Mother of A Child With Autism

Amy Spurway

I am many things. I’ve got lots of labels. Mother. Writer. Wife. Gen Xer. Self-obsessed panic-prone neurotic with duck feet. But today, the one that is bouncing around my brain like a four-year old with a face full of neon blue icing from a Little Mermaid birthday cake is “Mother of a Child With Autism.” Maybe it’s because April is Autism Awareness month. Of which I am all too aware, thank you very much. Or maybe it’s because I spent the better part of last evening at a mom-blogger workshop talking to another woman with an autistic kid. Or maybe it’s because I spent 20 minutes this morning standing in the school hallway with my daughter Roo’s kindergarten teacher and Special Needs Assistant, discussing her refusal to follow instructions, and her “violent outburst.” Or maybe it’s because it’s just my reality, my most significant label. I am the Mother of A Child With Autism.

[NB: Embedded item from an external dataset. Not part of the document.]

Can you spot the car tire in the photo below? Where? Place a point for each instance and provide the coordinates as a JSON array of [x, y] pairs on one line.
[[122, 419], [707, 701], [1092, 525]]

But what does that even mean, to actually be the Mother Of A Child With Autism? That depends. Depends on you, depends on your kid, depends on the day, the moment, the position of the moon in relation to Neptune’s wind for all I know. Right now, for me, it means that we can’t go to a movie theatre because the ambient noise and sensory overload might make Roo go ballistic. It means that I expect her to eat sand and playdoh whenever it’s in reach, even though she is almost five. It means I know how to execute “the hold” that keeps her from hurting herself or someone else when her meltdowns get out of control. It means playdates aren’t really an option. It means I am a pro at deciphering her echolalia, the repeated lines from TV shows she uses to represent emotions she can’t otherwise express. It means I can do the Wilbarger Protocol with my eyes closed. It means that I actually know what the Wilbarger Protocol is.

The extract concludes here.